I might as well make this thread the dumping ground for all the problems I have with arithmetic progressions. Here's the latest, a consequence of an insidious bug in msieve that I'm trying to fix:
Suppose you have a bunch of different arithmetic progressions
R0 + i * p^k
where p is prime and p^k is small (say less than 1000). There are lots of different R0, up to p^k of them. I need to 'map' each of these progressions onto a lattice of size L, i.e. to find another arithmetic progression
R0' + j * p^k
such that every value of that second progression lies on a lattice A + m * L.
When L and p^k are coprime this is easy, and was addressed by Bob's post above. In fact with many R0 you can find R0' via a single table lookup: maintain an array of size p^k and put j at location (A+j*L) mod p^k for each j in turn, so that R0' = table[R0].

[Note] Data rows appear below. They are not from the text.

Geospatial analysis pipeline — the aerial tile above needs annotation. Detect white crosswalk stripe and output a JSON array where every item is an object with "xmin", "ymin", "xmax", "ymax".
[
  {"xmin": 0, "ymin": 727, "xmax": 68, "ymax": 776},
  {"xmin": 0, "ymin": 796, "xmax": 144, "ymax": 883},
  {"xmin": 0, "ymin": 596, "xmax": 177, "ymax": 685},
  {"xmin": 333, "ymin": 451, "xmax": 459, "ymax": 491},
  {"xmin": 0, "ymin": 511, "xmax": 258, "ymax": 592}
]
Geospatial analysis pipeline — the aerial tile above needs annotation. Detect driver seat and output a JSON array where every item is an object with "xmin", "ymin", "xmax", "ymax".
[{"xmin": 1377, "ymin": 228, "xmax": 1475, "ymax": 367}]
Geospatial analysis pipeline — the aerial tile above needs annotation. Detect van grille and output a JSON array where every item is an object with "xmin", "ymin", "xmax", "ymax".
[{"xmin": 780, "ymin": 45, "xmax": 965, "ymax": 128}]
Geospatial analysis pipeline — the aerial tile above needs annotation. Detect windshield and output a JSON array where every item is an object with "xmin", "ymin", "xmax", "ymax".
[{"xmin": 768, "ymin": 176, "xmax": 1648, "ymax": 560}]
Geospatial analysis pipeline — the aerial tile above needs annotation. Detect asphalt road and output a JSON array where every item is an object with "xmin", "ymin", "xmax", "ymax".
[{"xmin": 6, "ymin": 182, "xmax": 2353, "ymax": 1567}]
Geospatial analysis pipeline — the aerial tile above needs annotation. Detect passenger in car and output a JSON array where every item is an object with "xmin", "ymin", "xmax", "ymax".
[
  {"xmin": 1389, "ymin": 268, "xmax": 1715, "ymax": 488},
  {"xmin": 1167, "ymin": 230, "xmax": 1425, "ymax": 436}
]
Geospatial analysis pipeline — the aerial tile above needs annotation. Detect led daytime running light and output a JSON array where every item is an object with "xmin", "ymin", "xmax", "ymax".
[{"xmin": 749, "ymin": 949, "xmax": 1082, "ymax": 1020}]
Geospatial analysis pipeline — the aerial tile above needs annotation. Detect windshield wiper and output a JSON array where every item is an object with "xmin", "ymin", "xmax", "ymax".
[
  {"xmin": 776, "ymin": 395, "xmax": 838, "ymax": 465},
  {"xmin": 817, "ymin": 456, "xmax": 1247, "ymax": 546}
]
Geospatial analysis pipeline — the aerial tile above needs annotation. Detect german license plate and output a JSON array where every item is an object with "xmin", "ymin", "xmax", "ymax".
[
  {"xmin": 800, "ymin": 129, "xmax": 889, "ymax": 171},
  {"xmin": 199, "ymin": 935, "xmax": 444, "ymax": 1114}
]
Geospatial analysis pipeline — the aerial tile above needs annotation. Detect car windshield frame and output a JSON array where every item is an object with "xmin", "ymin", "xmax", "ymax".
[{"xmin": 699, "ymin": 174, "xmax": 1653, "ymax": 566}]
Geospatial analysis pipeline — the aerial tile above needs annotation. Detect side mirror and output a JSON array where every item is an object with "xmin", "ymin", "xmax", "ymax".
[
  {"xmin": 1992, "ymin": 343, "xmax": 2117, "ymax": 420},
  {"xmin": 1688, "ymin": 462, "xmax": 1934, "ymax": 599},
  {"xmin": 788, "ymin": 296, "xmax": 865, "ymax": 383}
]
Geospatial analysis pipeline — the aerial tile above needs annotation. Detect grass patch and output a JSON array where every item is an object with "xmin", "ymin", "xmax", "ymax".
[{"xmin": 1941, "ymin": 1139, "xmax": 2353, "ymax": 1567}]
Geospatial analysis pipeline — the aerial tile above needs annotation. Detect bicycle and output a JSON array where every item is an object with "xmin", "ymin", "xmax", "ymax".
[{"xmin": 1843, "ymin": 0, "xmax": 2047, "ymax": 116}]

What I evidently don't understand is what to do when p divides L one or more times. I originally assumed that the table lookup method described above still works, except that
 R0' may not exist depending on the precise value of A and L
 the new progression would have a step value of p^k / gcd(L, p^k) and not p^k
but I've noticed numerical examples where that's not true. Rather than trying to fit a heuristic to data, I was wondering how to solve this (embarrassingly easy sounding) problem analytically.